Die Doktorandin Zeineb Sassi von der Universität Regensburg gehört zu den weltweit ausgewählten Early-Career-Forschenden der Lindauer Nobelpreistagung. Dort präsentiert sie ihre Forschung: Die Rolle von Künstlicher Intelligenz (KI) in medizinischen Entscheidungen.
Besondere Auszeichnung für eine Early-Career-Forscherin an der Universität Regensburg: Die Doktorandin Zeineb Sassi vom Institut für Epidemiologie und Präventivmedizin wurde zur Teilnahme am 75. Lindauer Nobelpreisträgertreffen eingeladen. Das renommierte Wissenschaftsforum bringt Nobelpreisträger mit herausragenden Early-Career-Forschern aus aller Welt zusammen und gilt als eine der bedeutendsten internationalen Plattformen für den wissenschaftlichen Austausch.
„Next Generation in Life Science“
Sassi gehört zu rund 600 jungen Forschenden weltweit, die in einem mehrstufigen internationalen Auswahlverfahren für die Teilnahme ausgewählt wurden. Darüber hinaus zählt sie zu lediglich zwölf Early-Career-Forschenden, die ihre Forschung im Rahmen der Präsentationsreihe „Next Generation in Life Science“ vorstellen dürfen.

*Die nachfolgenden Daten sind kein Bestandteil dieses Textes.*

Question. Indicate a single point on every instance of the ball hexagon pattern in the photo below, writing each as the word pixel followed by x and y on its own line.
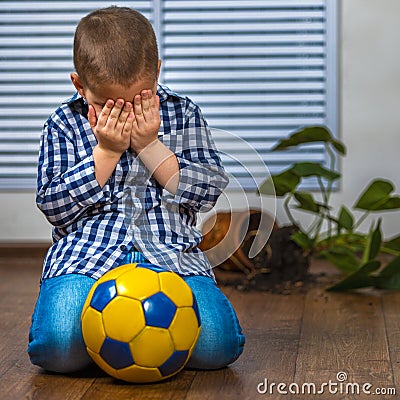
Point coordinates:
pixel 140 323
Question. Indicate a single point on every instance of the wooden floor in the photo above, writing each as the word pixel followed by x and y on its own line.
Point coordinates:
pixel 301 338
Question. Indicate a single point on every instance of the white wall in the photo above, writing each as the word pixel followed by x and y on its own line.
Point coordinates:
pixel 369 107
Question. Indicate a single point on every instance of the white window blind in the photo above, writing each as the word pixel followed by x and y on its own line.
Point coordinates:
pixel 257 68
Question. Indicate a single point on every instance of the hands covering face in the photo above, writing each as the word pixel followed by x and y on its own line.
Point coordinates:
pixel 122 125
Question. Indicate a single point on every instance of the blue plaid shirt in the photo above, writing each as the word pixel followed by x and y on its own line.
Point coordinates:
pixel 94 227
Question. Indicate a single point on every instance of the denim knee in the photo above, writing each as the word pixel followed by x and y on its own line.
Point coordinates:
pixel 221 340
pixel 55 338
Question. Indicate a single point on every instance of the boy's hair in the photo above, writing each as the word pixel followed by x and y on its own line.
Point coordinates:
pixel 115 45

Im Mittelpunkt ihrer Forschung steht die Frage, wie Patientinnen und Patienten den Einsatz von KI in medizinischen Entscheidungssituationen erleben. In ihrer Dissertation untersucht sie insbesondere die Rolle von KI-basierten Entscheidungsunterstützungssystemen in der Transplantationsmedizin. Dabei verbindet sie Perspektiven aus der Psychologie und der medizinischen Informatik.
Für Ihr Promotionsprojekt befragte Sassi nierentransplantierte Patientinnen und Patienten, die während ihrer Nachsorge mit einem KI-basierten Entscheidungsunterstützungssystem arbeiteten. Das System nutzt Methoden des maschinellen Lernens, um individuelle Risiken vorherzusagen und diese Informationen für Ärztinnen und Ärzten aber auch für Patientinnen und Patienten verständlich aufzubereiten. Ziel des Promotionsprojekts ist es, zu verstehen, wie sich die Einbindung und Interaktion von KI auf Vertrauen, Verantwortung und Entscheidungsfindung auswirken.
Die Ergebnisse zeigen, dass die Akzeptanz von KI weniger von ihrer technischen Leistungsfähigkeit abhängt als von ihrer Einbettung in die klinische Versorgung. Besonders wichtig waren für die Befragten Transparenz, verständliche Erklärungen und die Möglichkeit, KI-basierte Informationen gemeinsam mit ihren behandelnden Ärztinnen und Ärzten zu besprechen. Gleichzeitig wurde deutlich, dass Patientinnen und Patienten der KI zwar eine hohe Kompetenz bei der Analyse großer Datenmengen zuschreiben, menschliche Erfahrung, Empathie und die Berücksichtigung individueller Lebensumstände jedoch weiterhin als unverzichtbar ansehen.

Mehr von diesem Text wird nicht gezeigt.